En
el año 2013, en Magallanes concurrieron a votar en las primarias
presidenciales 27.460 magallánicos y ayer la cifra se superó: 28.035.
Gabriel
Boric logró 13.638 votos con un 75,96%, convirtiendo a su natal
Magallanes como la región donde obtuvo su mayor porcentaje.

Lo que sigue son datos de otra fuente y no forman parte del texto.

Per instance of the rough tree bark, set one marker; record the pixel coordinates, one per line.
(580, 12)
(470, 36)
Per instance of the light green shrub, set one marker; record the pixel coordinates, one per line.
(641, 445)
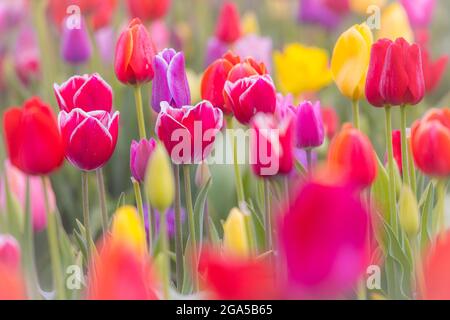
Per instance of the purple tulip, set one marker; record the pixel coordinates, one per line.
(170, 82)
(75, 45)
(310, 129)
(140, 152)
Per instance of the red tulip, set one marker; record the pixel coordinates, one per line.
(395, 74)
(430, 142)
(352, 152)
(188, 133)
(135, 51)
(32, 138)
(90, 137)
(228, 28)
(148, 10)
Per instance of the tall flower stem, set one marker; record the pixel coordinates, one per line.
(52, 235)
(178, 229)
(390, 148)
(102, 199)
(140, 112)
(190, 209)
(405, 163)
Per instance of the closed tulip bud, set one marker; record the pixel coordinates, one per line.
(160, 180)
(350, 61)
(408, 211)
(235, 233)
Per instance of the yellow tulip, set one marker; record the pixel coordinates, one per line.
(350, 61)
(127, 229)
(301, 69)
(235, 233)
(160, 180)
(395, 23)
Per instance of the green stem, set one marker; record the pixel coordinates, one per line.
(405, 163)
(102, 199)
(190, 209)
(52, 235)
(140, 112)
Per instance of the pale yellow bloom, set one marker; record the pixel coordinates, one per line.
(301, 69)
(350, 61)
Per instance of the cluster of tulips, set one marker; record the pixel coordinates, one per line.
(332, 218)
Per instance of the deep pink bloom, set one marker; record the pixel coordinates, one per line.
(90, 137)
(140, 152)
(88, 93)
(323, 238)
(250, 95)
(188, 133)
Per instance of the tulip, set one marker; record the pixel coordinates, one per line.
(32, 138)
(148, 10)
(188, 133)
(88, 92)
(140, 152)
(301, 69)
(350, 61)
(134, 56)
(170, 83)
(89, 137)
(248, 96)
(352, 152)
(76, 47)
(228, 28)
(323, 239)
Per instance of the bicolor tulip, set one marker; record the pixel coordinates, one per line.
(134, 56)
(89, 137)
(430, 142)
(350, 61)
(250, 95)
(32, 138)
(351, 153)
(395, 75)
(188, 133)
(323, 238)
(140, 152)
(228, 28)
(87, 92)
(170, 83)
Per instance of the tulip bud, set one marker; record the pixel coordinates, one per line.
(160, 180)
(235, 233)
(408, 211)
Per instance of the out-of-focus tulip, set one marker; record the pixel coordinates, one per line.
(430, 142)
(350, 61)
(323, 237)
(89, 137)
(88, 92)
(140, 152)
(17, 185)
(395, 23)
(188, 133)
(231, 277)
(310, 130)
(330, 121)
(395, 74)
(134, 56)
(148, 10)
(235, 233)
(170, 83)
(301, 69)
(76, 46)
(160, 180)
(32, 138)
(352, 153)
(420, 12)
(228, 28)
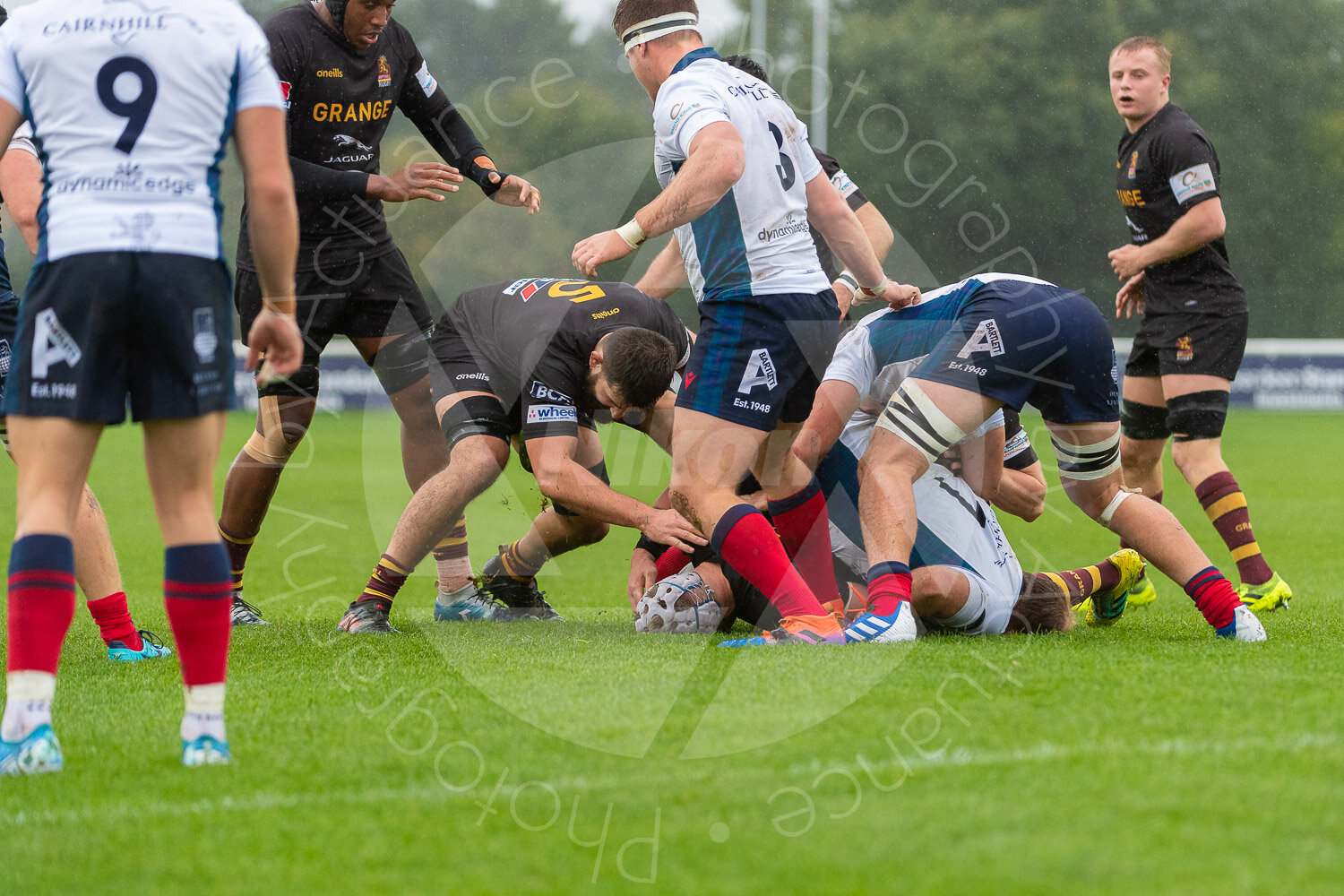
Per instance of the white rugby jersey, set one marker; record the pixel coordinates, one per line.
(131, 105)
(757, 239)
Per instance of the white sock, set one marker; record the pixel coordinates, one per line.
(449, 597)
(204, 712)
(27, 704)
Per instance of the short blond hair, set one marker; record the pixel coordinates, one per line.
(1133, 45)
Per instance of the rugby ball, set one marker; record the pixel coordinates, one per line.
(680, 603)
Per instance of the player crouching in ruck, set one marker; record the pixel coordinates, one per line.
(535, 358)
(1005, 340)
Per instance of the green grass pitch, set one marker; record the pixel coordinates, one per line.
(575, 758)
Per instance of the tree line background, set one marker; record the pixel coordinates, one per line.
(981, 129)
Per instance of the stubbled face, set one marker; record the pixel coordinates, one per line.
(366, 19)
(607, 397)
(1137, 86)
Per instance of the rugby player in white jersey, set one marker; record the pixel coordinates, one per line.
(739, 188)
(129, 304)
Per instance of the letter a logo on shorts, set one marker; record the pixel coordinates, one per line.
(51, 344)
(986, 339)
(203, 335)
(760, 373)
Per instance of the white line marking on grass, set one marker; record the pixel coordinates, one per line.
(961, 756)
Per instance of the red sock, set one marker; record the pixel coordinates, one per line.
(198, 592)
(671, 562)
(1156, 495)
(42, 600)
(1225, 504)
(115, 622)
(806, 533)
(750, 546)
(1214, 595)
(889, 584)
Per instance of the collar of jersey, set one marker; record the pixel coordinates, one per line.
(695, 56)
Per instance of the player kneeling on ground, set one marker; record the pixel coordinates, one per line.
(535, 358)
(965, 578)
(1005, 340)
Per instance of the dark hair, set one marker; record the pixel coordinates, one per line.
(750, 66)
(1042, 607)
(639, 363)
(632, 13)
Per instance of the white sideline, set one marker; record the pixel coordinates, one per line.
(957, 758)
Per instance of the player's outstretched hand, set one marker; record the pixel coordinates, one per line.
(1132, 296)
(668, 527)
(642, 575)
(418, 180)
(516, 194)
(597, 250)
(274, 335)
(895, 295)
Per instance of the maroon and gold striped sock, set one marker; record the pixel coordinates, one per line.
(1226, 506)
(452, 557)
(515, 564)
(387, 579)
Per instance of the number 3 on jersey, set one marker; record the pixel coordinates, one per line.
(788, 174)
(136, 112)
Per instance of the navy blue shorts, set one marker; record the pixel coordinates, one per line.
(1031, 343)
(8, 323)
(101, 330)
(758, 359)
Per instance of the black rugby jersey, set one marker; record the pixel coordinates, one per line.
(340, 101)
(534, 339)
(852, 195)
(1164, 169)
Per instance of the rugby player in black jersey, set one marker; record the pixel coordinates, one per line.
(344, 66)
(534, 362)
(1190, 346)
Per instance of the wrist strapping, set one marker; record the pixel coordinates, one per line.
(632, 233)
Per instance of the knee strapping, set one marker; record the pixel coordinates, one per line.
(914, 418)
(271, 446)
(1086, 462)
(402, 363)
(1142, 422)
(1109, 513)
(476, 416)
(1199, 416)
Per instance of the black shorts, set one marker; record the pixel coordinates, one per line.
(758, 359)
(1204, 344)
(370, 297)
(99, 330)
(1023, 341)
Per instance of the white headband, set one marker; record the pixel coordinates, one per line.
(660, 27)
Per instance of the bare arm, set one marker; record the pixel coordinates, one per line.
(273, 228)
(1021, 492)
(1193, 230)
(835, 403)
(21, 185)
(983, 463)
(562, 478)
(666, 274)
(714, 164)
(849, 242)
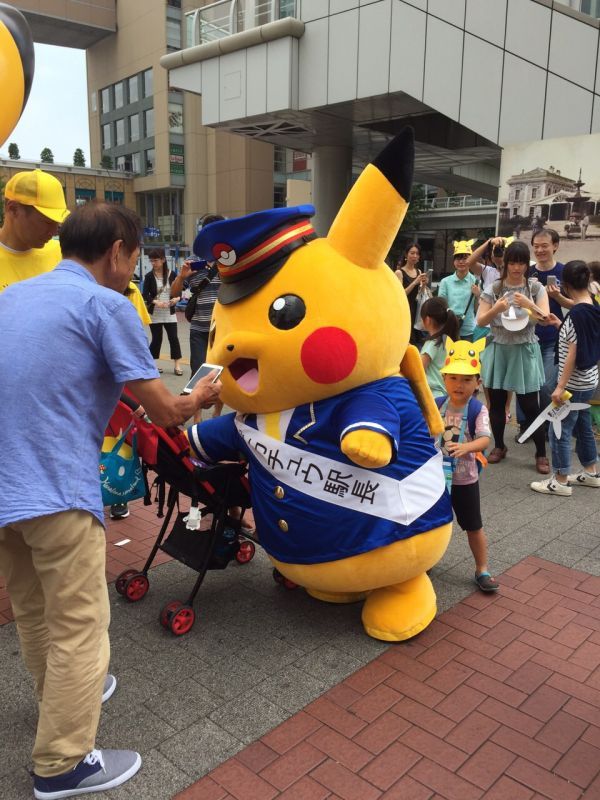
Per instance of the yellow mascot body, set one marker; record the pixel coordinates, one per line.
(347, 485)
(16, 67)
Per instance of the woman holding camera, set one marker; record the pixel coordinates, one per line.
(161, 307)
(412, 279)
(513, 360)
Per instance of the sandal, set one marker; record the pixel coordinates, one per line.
(486, 583)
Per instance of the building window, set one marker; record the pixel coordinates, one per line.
(147, 80)
(173, 34)
(149, 157)
(119, 132)
(134, 90)
(113, 197)
(279, 196)
(83, 196)
(134, 127)
(119, 100)
(106, 139)
(149, 122)
(175, 118)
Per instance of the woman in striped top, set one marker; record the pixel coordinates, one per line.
(578, 354)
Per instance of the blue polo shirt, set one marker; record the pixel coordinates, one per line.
(68, 347)
(457, 292)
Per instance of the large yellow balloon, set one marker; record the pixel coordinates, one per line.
(17, 62)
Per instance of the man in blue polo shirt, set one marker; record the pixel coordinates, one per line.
(461, 289)
(79, 342)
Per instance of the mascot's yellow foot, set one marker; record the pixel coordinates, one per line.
(337, 597)
(395, 613)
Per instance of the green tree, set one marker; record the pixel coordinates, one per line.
(78, 158)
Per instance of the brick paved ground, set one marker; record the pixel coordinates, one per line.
(498, 699)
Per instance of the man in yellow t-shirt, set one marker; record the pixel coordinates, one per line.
(34, 207)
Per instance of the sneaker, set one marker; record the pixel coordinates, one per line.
(119, 511)
(584, 479)
(110, 684)
(552, 486)
(98, 771)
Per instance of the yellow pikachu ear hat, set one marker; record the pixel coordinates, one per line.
(462, 358)
(463, 248)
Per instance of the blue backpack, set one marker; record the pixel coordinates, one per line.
(474, 407)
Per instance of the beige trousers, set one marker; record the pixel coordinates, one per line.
(55, 572)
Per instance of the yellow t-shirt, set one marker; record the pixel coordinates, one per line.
(16, 266)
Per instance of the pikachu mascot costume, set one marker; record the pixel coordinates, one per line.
(347, 486)
(17, 62)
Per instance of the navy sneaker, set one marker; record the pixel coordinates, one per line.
(98, 771)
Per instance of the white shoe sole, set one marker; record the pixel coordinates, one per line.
(120, 779)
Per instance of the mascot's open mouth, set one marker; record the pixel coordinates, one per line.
(245, 373)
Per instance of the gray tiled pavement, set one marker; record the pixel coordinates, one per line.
(259, 653)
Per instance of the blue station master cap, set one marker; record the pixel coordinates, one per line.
(250, 250)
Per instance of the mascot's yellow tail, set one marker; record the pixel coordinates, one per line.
(17, 62)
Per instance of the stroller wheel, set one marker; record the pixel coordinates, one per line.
(182, 620)
(245, 552)
(122, 580)
(136, 587)
(168, 611)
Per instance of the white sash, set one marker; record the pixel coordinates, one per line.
(347, 485)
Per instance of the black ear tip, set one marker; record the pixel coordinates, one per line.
(396, 161)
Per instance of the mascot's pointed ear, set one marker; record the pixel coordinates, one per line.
(367, 223)
(17, 61)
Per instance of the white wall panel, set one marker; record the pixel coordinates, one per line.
(487, 19)
(596, 115)
(568, 109)
(443, 74)
(408, 45)
(279, 74)
(232, 72)
(528, 31)
(313, 50)
(336, 6)
(343, 57)
(313, 9)
(573, 49)
(256, 80)
(210, 91)
(522, 108)
(449, 10)
(481, 87)
(374, 48)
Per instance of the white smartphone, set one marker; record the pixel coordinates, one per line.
(204, 370)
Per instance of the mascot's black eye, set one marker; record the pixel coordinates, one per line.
(287, 311)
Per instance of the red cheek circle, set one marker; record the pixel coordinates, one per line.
(328, 355)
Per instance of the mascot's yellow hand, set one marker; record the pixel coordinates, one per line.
(367, 448)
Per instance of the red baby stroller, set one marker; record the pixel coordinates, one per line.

Las cifras de ayer pueden dejar muchas lecciones.
En
la votación de Boric no solo hay votos del Frente Amplio, porque hace
solo dos meses el mismo conglomerado liderado en Magallanes por el
propio diputado fracasó en u incursión de elecciones de constituyentes y
la lista de postulantes solo obtuvo el cuarto lugar por detrás del
Regionalismo, de Chile Vamos y de la Coordinadora Social. De echo, la
votación de ayer de Boric supera en más de 5 mil votos a esa última
incursión.
Entonces
se puede desprender que ayer al diputado magallánicos en esta incursión
presidencialista lo apoyaron muchos magallánicos que no querían ver
triunfador a Jadue (mismo ejercicio se puede extrapolar a nivel
nacional) y además recibió respaldos de simpatizantes de partidos de
centro izquierda en Magallanes, muchos de los cuales hoy están huérfanos
de candidatos a La Moneda.
Eso
sí, en Magallanes Boric tiene muchos méritos porque quintuplicó los
votos de Beatriz Sánchez y Alberto Mayol en las primarias de 2017 que en
Magallanes en esa oportunidad llegaron a 2.838 votos.
Este
triunfo en Magallanes de Boric pone en jaque a las elecciones
parlamentarias del 21 de noviembre porque deberán escoger muy buenos
candidatos para reemplazarlo en la postulación diputacional y se les
abre el apetito en la senatorial magallánica. Y ahí pasan susto todos
quienes ya estaban sacando cuentas alegres: los tradicionales partidos
de la centroizquierda (DC-PPD-PS-PR-PRO), el propio Partido Comunista,
gran derrotado ayer en Magallanes con solo 4.316 votos, los de la
derecha y los Bianchi -que anhelaban ver fuera de la región a Boric,
pero no con un crecimiento como figura nacional-.
Y
para la derecha, la alta votación de ayer les hace sacar ciertas
cuentas alegres. En similar proceso de 2013 entre Andrés Allamand y
Pablo Longueira en Magallanes llevaron 6.323 personas a las urnas. En
2017, cuando Sebastián Piñera se impuso ante Manuel José Ossandón y
Felipe Kast, Chile Vamos llevó a votar a 8.416 personas.
Y
ayer, en Magallanes, entre Joaquín Lavín (2.831); Ignacio Briones
(895); Sebastián Sichel (4.063) y Mario Desbordes (1.564) lograron para
la derecha 9.353 votos, es decir un sostenido crecimiento desde 2013 a
la fecha.
Pero
los grandes derrotados en Magallanes en ese sector son Renovación
Nacional, que volvió a fracasar en una elección. La Unión Demócrata
Independiente (UDI), que no logró hacer que su candidato Lavín amagara a
Sichel y Evopoli.
Prácticamente
los tres partidos supuestamente mayoritarios en Magallanes y que tienen
más militantes han sufrido duros traspiés, lo que los debe hacer
replantear muchas decisiones de cara a las elecciones parlamentarias y
de consejeros regionales del 21 de noviembre próximo.
No
tienen nada asegurado. Hoy ese sector tiene un solo parlamentario, la
diputada Sandra Amar, que con los pésimos resultados de la UDI, mejor
sería que fuera en su calidad de independiente, ya que ella misma
renunció hace un año al partido que la respaldó en sus dos campañas
parlamentarios en 2013 y en 2017.
Quienes
quieran ser senadores o diputados de ese sector deben sacar las
lecciones de lo que ocurrió ayer. La gente no quiere políticos
identificados cien por ciento con los partidos: ese es el gran triunfo
de Sebastián Sichel, que salió con la frente en alto de un pésimo
gobierno de Sebastián Piñera y que nunca se identificó ni con RN ni con
la UDI.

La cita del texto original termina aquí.